It began with a conversation about mobile phones. Really there is no need for mobile phones in Shul. For those of us umbilically attached to these miraculous communications devices, Rosh Hashanah is a wonderful way to experience what happens when we limit our inter-personal conversations to those present before us. It’s also a good deal easier to guarantee your phone won’t go off in the middle of the most poignant moment of the services if you leave it at home.

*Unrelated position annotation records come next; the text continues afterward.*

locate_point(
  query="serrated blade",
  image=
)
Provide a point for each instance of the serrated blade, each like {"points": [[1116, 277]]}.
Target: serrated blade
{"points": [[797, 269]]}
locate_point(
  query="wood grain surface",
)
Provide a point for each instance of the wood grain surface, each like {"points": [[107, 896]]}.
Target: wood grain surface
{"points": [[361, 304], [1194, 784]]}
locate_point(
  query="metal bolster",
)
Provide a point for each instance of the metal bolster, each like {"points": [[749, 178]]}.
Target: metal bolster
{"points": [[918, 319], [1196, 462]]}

But then there are other things I should be leaving behind on Rosh Hashanah. George Clooney’s character in the film ‘Up In The Air’ suggests that we all carry around a backpack full of stuff that weighs us down. I disagree with his assessment of what should go in the bag, but I agree with his suggestion that the bag deserves a regular sort through and tidy out. The detritus of pretence, partial-truths and prevarications builds up over the years. Out they go. The mis-placed pride, the pain caused to others and the breaking of our promises to ourselves are harder to extract, but should also go. We face a new year. We hope our sins – red as crimson – shall become as white as snow. It’s a good time to work out what we want to leave behind. And a wonderful time to appreciate that which we carry with us into the year to come.
I’m excited to be finally here, on the cusp of this special time. It is a huge honour for me to be able to share this Rosh Hashanah season with our wonderful Chazan, Stephen, and all the community. For my failings I request your forgiveness and offer my own forgiveness in return.
May this year come to all of us in health and happiness and with much sweetness to us all,
Shannah Tovah Tikateivu, May we all be written for a good year.